Diego Freitas Rodrigues é Doutor em Ciência Política, com ênfase em Comportamento Político, pela Universidade Federal de São Carlos, com estágio “Sandwich” no Centro de Estudios Demográficos, Urbanos y Ambientales do Colégio de México.

Professor Visitante no Programa de Pós-Graduação em Ciência Política da Universidade Federal de Pernambuco.

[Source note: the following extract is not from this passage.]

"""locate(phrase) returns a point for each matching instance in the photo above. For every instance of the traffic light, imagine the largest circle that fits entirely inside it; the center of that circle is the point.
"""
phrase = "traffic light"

Especialista em Bioética pela Universidade de Caxias do Sul.

Especialista em Neurociências, Comportamento e Psicopatologia pela PUC-PR. Membro Associado da RED Internacional en Salud Colectiva y Salud Intercultural [RED SACSIC]. Membro da Associação Brasileira de Avaliação de Impacto (ABAI), da Sociedade Brasileira de Bioética (SBB) e da Associação Brasileira de Ciência Política (ABCP).

Foi Presidente e Membro da Sociedade Civil no Comitê Gestor dos Danos Extrapatrimoniais vinculado ao MPF-MP/AL - caso Pinheiro/Braskem.

Caso Braskem

O desastre da Braskem em Maceió é um problema de afundamento do solo causado pela extração de sal-gema ao longo de quatro décadas, que levou ao deslocamento de mais de 60 mil pessoas em cinco bairros da cidade (Pinheiro, Mutange, Bebedouro, Bom Parto e Farol).

Em dezembro de 2023, o risco de colapso de uma das minas (mina 18) gerou um alerta da Defesa Civil, com a evacuação de 5 mil famílias, e o rompimento ocorreu dias depois, causando o afundamento e rachaduras no solo.

O desastre gerou impactos socioeconômicos, ambientais e trabalhistas, e a empresa fechou um acordo judicial para indenizações.

Causas do desastre

Extração de sal-gema: A mineração de sal-gema, usada na fabricação de soda cáustica e PVC, causou o afundamento do solo nos bairros.

Tempo de operação: A extração ocorreu por mais de 40 anos, desde 1978, até 2018, quando as primeiras rachaduras foram identificadas.

Ainda em 2018, além do Pinheiro, foram identificados danos semelhantes em imóveis e ruas do bairro do Mutange, localizado abaixo do Pinheiro e à margem da Lagoa Mundaú; e no bairro do Bebedouro vizinho aos outros dois. Em junho de 2019, moradores do bairro do Bom Parto (vizinho ao Mutange, também à margem da lagoa) relataram danos graves em imóveis.

MACEIÓ

Bairros inteiros desapareceram da cidade

Nessas ruas, casas, lojas e até prédios inteiros tiveram as portas e janelas substituídas por tijolo e cimento, criando muros que impedem a entrada de quem possa buscar algo de valor que os moradores tivessem deixado para trás. Em muitos casos, os imóveis foram cercados com placas de alumínio que cobrem as fachadas.

O mato cresce fora e dentro das casas, que apresentam sinais de desgaste e depredação. Os muros são marcados por uma série de números pintados em vermelho, que indicam os registros de desocupação.

Em algumas fachadas, há também pichações; um protesto contra a Braskem e o poder público, ou mesmo desabafos, lamentos pela dor de quem teve que seguir a vida longe do lugar que amava.